Thermosyphons For The Removal Of Ventilation-Induced Heat In An Arctic Underground Placer Mine

Intensive ventilation is required during the excavation of a mine opening and the subsequent exploitation of the mineral resources. The exchange of heat between the ventilation air and the rock mass has a major influence on the thermal regime of a mine, especially in the initial segment of the airway. In frozen ground, heat flow into the rock mass from the ventilation air can result in the eventual thawing of the permafrost, which can result in roof-rock instability. This paper presents a mathematical analysis of the dispersion process of ventilation-induced heat by thermosyphons placed on the surface of the mine. The principal uses of thermosyphons in the Arctic are to reduce the ground temperature to prevent potentially unstable permafrost from thawing and to increase the bearing strength of the material.
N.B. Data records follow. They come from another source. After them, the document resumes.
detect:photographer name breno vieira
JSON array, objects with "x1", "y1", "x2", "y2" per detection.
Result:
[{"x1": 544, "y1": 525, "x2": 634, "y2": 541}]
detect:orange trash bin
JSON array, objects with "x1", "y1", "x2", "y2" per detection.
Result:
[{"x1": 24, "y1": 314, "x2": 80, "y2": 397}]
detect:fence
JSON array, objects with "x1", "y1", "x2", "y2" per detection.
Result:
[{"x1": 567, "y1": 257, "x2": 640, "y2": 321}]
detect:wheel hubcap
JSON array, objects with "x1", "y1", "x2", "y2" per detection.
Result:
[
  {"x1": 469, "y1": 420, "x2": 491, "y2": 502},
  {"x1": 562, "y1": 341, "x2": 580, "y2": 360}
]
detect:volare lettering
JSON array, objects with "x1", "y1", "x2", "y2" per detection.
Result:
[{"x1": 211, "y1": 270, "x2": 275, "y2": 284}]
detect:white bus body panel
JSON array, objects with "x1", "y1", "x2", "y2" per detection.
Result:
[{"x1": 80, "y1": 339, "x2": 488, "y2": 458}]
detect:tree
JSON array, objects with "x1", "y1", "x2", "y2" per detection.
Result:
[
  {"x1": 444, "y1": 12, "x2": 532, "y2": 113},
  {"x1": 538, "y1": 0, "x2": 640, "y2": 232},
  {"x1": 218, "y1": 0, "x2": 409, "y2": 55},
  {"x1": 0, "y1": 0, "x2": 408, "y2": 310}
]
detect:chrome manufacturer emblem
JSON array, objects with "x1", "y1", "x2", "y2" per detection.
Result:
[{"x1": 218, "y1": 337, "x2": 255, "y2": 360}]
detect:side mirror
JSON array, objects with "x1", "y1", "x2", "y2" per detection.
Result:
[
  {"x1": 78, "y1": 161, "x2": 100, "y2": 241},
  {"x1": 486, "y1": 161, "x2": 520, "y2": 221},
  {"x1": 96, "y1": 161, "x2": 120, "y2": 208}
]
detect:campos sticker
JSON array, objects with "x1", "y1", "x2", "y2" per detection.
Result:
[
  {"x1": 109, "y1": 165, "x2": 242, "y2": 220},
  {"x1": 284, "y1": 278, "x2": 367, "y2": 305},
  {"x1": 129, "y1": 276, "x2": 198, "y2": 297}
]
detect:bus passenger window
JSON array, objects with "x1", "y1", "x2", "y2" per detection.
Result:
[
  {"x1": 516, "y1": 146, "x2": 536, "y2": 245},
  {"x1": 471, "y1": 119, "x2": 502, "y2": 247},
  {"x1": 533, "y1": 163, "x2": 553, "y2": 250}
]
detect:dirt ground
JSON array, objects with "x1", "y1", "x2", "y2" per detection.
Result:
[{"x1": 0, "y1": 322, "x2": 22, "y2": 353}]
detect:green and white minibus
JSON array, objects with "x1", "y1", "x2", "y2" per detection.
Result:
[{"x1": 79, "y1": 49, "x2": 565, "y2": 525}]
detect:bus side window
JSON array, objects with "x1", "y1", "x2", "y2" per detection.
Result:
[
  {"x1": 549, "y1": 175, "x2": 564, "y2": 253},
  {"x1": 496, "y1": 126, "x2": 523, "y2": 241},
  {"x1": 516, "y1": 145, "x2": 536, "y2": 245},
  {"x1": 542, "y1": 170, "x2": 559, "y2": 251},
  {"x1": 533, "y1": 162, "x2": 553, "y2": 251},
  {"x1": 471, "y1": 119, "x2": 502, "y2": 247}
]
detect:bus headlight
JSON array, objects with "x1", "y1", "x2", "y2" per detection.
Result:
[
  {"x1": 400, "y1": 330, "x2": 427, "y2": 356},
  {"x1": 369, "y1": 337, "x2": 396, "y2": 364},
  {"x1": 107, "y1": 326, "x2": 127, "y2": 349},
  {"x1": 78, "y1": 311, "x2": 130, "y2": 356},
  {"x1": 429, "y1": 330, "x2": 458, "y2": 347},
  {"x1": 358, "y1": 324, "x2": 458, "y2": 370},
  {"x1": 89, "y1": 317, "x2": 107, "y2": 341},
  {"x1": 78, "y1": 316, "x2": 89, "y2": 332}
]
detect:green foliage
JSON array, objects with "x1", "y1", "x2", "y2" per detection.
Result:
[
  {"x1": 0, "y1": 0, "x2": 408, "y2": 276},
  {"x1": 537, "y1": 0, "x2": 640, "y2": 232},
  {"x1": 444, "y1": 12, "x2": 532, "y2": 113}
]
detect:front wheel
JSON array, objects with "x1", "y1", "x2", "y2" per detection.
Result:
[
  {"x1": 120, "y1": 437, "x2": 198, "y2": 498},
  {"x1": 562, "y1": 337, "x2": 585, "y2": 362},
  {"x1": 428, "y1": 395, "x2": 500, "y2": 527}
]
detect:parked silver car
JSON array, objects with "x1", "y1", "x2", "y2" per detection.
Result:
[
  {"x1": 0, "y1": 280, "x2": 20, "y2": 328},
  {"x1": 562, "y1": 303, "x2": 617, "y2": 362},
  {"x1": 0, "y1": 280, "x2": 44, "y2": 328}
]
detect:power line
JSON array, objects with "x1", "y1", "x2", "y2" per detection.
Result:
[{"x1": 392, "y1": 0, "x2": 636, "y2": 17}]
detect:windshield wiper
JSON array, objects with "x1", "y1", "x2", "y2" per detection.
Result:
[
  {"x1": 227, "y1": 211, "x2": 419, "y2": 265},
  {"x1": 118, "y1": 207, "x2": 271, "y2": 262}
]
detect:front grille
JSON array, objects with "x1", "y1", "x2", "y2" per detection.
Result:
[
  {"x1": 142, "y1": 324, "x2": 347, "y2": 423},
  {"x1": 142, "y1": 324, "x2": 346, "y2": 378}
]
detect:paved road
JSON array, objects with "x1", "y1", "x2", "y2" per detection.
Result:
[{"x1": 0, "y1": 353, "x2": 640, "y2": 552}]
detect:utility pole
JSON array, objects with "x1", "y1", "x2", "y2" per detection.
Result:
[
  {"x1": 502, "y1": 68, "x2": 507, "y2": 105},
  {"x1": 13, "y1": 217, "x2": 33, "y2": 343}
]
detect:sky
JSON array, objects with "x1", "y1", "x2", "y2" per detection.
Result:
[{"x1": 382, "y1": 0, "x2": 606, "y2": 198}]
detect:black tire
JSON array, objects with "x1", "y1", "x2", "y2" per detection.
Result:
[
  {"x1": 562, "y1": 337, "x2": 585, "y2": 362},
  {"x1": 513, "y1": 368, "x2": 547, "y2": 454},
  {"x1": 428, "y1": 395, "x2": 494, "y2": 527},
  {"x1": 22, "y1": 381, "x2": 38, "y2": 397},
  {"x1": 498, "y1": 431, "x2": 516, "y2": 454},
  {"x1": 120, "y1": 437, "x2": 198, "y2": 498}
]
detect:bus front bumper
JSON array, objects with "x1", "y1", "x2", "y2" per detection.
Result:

The mathematical model of the physical problem, generally known as "the Stephan problem," takes into account the varying thermo-physical properties of air and the frozen and thawed rock mass, the thermal properties of the freeing fluid in the thermosyphons and the phase change of water. Finite-difference techniques were employed to determine the temperature isotherms around the thermosyphons. It was found that two rows of thermosyphons on a 10- x 10-m grid provide an acceptable design spacing for reducing the ground temperature around the mine airway.